Experiência prática de uso da inteligência artificial em pesquisas clínicas
Em 2024, o Hospital de Amor passou a usar inteligência artificial para auxiliar no recrutamento de pacientes para pesquisa, localizando potenciais candidatos para protocolos de estudos clínicos de novos medicamentos. Além disso, a IA tem sido uma ferramenta para auxiliar no levantamento de literatura e confecção de tabelas, resumos, ilustrações e material pedagógico.
O hospital mantém uma rede de biobancos com mais de 300 mil amostras biológicas (tumores, sangue, tecidos normais) parcialmente vinculadas a dados clínicos de cerca de 60 indivíduos, além de acesso aos dados do Registro Hospitalar de Câncer.
“Além disso, temos dados armazenados de forma estruturada no banco de dados do Registro Eletrônico de Saúde, nos sistemas de informações laboratoriais e no RedCap. Estes dados são tratados pelas equipes de Ciência de Dados e Tecnologia da Informação, com processos rigorosos de limpeza, padronização e anonimização/pseudonimização”, conta Vinícius Vazquez, diretor executivo do Instituto do Ensino e Pesquisa do Hospital de Amor.
O hospital também se faz presente em redes colaborativas nacionais e internacionais, como no Grupo Brasileiro de Estudos em Câncer de Mama (GBECAM), no Latin American Cooperative Oncology Group (LACOG), em consórcios multicêntricos da Organização Mundial da Saúde (OMS) e da International Agency for Research on Cancer (IARC), e em projetos multicêntricos com o Instituto Nacional de Câncer (Inca), entre outras instituições. Essas colaborações envolvem desde ensaios clínicos fase II/III até estudos populacionais e de rastreamento em larga escala.
O executivo explica que os sistemas de informações hospitalares (SIHs) do Hospital de Amor integram dados ambulatoriais, laboratoriais, anatomopatológicos e radiológicos, que são uma fonte para estudos epidemiológicos e de vida real, para validação de algoritmos de IA em contextos clínicos reais e para criação de coortes retrospectivas e prospectivas.
“Além disso, há o uso crescente de dados dos SIHs para alimentar dashboards interativos de indicadores clínicos, utilizados tanto para gestão quanto para pesquisa.”
Vasquez destaca ainda que o Hospital de Amor tem avançado na condução de ensaios clínicos descentralizados, especialmente em contextos de rastreamento e cuidados paliativos, com o uso de telemedicina e telessaúde, tanto para triagem quanto para seguimento de pacientes; e de aplicativos móveis e mensageria (WhatsApp/Telegram) para contato com pacientes, coleta de dados e notificações.
A convergência entre inteligência artificial, big data e ciência colaborativa marca o início de uma nova era para a pesquisa clínica no Brasil.

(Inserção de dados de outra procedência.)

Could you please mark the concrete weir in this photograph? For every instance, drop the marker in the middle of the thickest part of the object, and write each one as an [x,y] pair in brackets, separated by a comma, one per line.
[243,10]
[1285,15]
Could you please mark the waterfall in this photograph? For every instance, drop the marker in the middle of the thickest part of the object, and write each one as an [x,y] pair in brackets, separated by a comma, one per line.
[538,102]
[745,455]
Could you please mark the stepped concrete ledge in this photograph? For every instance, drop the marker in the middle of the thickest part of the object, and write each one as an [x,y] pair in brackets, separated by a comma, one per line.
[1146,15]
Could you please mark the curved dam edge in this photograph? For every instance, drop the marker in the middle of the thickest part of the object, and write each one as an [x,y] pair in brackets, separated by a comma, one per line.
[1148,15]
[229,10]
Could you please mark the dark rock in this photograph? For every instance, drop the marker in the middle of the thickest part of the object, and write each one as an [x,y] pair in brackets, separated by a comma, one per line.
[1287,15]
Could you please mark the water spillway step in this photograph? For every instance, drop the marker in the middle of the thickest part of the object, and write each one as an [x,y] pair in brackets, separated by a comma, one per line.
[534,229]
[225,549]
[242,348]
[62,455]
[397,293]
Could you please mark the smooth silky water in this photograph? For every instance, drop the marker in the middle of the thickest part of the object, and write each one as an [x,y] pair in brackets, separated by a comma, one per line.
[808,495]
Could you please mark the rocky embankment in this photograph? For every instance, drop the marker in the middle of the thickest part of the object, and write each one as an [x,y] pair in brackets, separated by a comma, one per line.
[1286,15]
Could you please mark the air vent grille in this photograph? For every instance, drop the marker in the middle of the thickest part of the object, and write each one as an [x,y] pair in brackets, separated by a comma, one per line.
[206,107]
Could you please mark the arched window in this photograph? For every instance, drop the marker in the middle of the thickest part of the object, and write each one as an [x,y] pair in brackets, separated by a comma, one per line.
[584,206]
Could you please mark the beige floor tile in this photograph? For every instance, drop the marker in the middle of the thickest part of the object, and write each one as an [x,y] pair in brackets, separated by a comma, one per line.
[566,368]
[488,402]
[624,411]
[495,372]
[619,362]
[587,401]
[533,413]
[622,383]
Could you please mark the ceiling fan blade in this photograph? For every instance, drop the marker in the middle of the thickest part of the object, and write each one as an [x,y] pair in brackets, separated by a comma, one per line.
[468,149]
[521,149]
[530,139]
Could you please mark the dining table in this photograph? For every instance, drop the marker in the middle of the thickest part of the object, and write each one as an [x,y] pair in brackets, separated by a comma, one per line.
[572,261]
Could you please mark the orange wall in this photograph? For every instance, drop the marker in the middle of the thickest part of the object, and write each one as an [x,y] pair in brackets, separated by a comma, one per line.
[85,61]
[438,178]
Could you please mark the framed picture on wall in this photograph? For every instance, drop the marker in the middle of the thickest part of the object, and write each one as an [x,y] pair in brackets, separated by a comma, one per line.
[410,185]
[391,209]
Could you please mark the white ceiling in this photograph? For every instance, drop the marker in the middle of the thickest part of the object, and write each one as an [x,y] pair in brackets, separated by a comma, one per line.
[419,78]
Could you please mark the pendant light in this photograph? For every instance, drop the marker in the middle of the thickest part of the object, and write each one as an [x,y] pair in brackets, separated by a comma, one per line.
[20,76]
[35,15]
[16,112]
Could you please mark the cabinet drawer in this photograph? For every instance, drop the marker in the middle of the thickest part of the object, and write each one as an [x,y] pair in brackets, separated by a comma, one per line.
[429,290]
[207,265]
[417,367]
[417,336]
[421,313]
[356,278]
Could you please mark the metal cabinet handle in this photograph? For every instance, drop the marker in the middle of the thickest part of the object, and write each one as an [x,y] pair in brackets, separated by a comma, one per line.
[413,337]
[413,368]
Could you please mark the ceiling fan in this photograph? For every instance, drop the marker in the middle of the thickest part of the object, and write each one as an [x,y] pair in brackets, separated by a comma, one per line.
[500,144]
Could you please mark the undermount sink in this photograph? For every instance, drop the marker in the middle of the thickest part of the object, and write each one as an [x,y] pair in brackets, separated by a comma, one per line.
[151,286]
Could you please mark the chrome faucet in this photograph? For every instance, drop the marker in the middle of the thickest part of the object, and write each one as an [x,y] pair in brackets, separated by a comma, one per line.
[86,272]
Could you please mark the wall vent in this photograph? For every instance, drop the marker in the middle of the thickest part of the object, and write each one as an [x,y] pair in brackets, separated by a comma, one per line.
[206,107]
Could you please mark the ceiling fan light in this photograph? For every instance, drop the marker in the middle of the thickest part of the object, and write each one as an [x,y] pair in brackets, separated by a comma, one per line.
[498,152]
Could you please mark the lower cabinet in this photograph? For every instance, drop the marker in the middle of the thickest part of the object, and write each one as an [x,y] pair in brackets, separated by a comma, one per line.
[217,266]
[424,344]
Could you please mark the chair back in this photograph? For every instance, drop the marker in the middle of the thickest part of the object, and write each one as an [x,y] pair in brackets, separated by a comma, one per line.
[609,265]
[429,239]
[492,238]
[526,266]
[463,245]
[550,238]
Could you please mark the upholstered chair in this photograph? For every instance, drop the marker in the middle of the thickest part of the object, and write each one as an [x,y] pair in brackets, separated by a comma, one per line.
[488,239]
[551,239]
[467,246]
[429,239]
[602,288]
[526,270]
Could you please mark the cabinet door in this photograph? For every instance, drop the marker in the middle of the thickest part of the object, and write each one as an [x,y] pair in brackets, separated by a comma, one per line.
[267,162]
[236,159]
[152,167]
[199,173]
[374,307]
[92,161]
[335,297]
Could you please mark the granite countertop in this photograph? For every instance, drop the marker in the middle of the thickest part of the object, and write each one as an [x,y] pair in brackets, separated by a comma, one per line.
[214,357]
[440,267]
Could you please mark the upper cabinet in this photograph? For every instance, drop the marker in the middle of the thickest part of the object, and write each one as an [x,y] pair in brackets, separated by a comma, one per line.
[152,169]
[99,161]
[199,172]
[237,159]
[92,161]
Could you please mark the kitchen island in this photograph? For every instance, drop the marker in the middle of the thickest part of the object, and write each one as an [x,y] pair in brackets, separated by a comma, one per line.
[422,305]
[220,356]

Essa transformação não se limita apenas ao uso de tecnologias avançadas, mas reflete uma mudança estrutural na forma como os hospitais, centros de pesquisa e instituições públicas encaram a geração de conhecimento científico. Mais do que uma tendência, a incorporação de tecnologias e práticas colaborativas à pesquisa clínica representa uma oportunidade estratégica para o Brasil se posicionar como um polo de excelência científica.